VoUS, variant of uncertain significance. Threshold of pathogenicity of the M-CAP, REVEL and CADD predictive tools: M-CAP > 0.025; REVEL > 0.75; CADD_PHRED > 15.

^ac.2599+2T>C is predicted to result in multiple aberrantly processed transcripts, with p.Asn801Thrfs^∗127 representing the prevalent out-of-frame product (see Figure S3).

Two novel variants were predicted to affect transcript processing (c.2239+1G>A [p.Val747Aspfs∗46], family 4; c.2599+2T>C, family 5), and other two were truncating (c.1717C>T [p.Arg573^∗], rs1436996181, MAF = 0.000004, family 3; c.2785C>T [p.Arg929^∗], not previously reported, family 9). Total RNA was available for the affected individual of family 4, allowing us to confirm the activation of a cryptic donor site of exon 17, retention of four nucleotides of the flanking intronic region, and premature termination of the coding sequence (p.Val747Aspfs^∗46) (Figure S2). Biological material from the proband was not available for functional validation of the c.2599+2T>C variant, which was indirectly attained using a minigene splicing assay, confirming aberrant splicing of the genomic portion of SCUBE3 encompassing exons 18–21, with occurrence of multiple mRNA variants all predicted to encode prematurely truncated proteins (Figure S3).

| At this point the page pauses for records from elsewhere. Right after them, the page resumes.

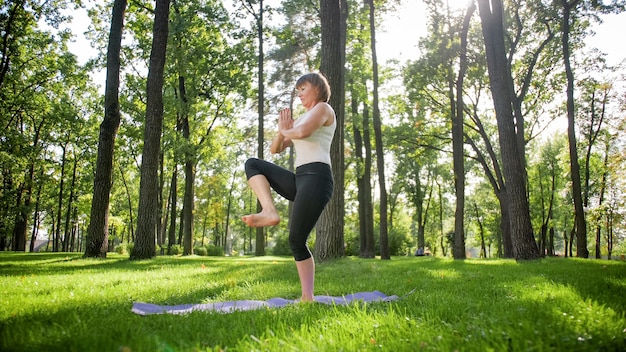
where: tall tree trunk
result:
[52,142,67,252]
[63,155,78,252]
[596,137,611,259]
[242,0,265,256]
[315,0,348,261]
[450,3,476,259]
[183,160,196,255]
[84,0,126,258]
[29,171,43,252]
[353,93,376,258]
[561,0,589,258]
[478,0,539,259]
[130,0,170,259]
[178,73,195,255]
[350,85,368,258]
[366,0,391,259]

Three different missense changes were identified in four families. These variants affected conserved residues among SCUBE3 orthologs and paralogs (Figure S4) and were predicted to be damaging by multiple in silico predictors (Table 1). The two affected sibs of family 1 (F1S1 [II-1] and F1S2 [II-3]) were homozygous for a novel substitution (c.291C>G [p.Cys97Trp]) within the second EGF-like module, affecting one of the invariant cysteine residues participating to the disulfide bonding network that stabilizes the structure of the EGF-like domains. Substitution of Cys⁹⁷ implies loss of one of the three conserved disulfide bridges and consequently a structural rearrangement of the motif (Figure S4). Of note, pathogenic variants at equivalent positions in multiple EGF-like modules of the FBN1, FBN2, and LTBP3 proteins have previously been reported (Figure S5),^{38, 39, 40} further supporting the functional relevance of the variant. Subject F8S1 (family 8, II-1) was homozygous for a previously unreported missense change (c.611G>A [p.Gly204Asp]) affecting a conserved glycine residue within the fifth EGF-like module. The nonconservative substitution was predicted to impair proper module folding locally and impact the interaction with the adjacent EGF-like module (Figure S4). The third missense variant (c.2444T>C [p.Ile815Thr]), identified in families 2 and 7 (F2S1 [V-1], F2S2 [V-3], and F7S1 [II-1]), is a rare substitution (rs751478115, MAF = 0.000024), never reported in the homozygous state, involving a buried apolar residue located in the core of the CUB domain. Its replacement by a polar residue was predicted to considerably destabilize the structure of the hydrophobic cluster involving residues Trp⁸³², Ile⁸⁹⁶, and Ile⁹¹¹ (Figure S4) and, in turn, perturb the overall folding of the domain and its ability to mediate SCUBE3 binding to interactors.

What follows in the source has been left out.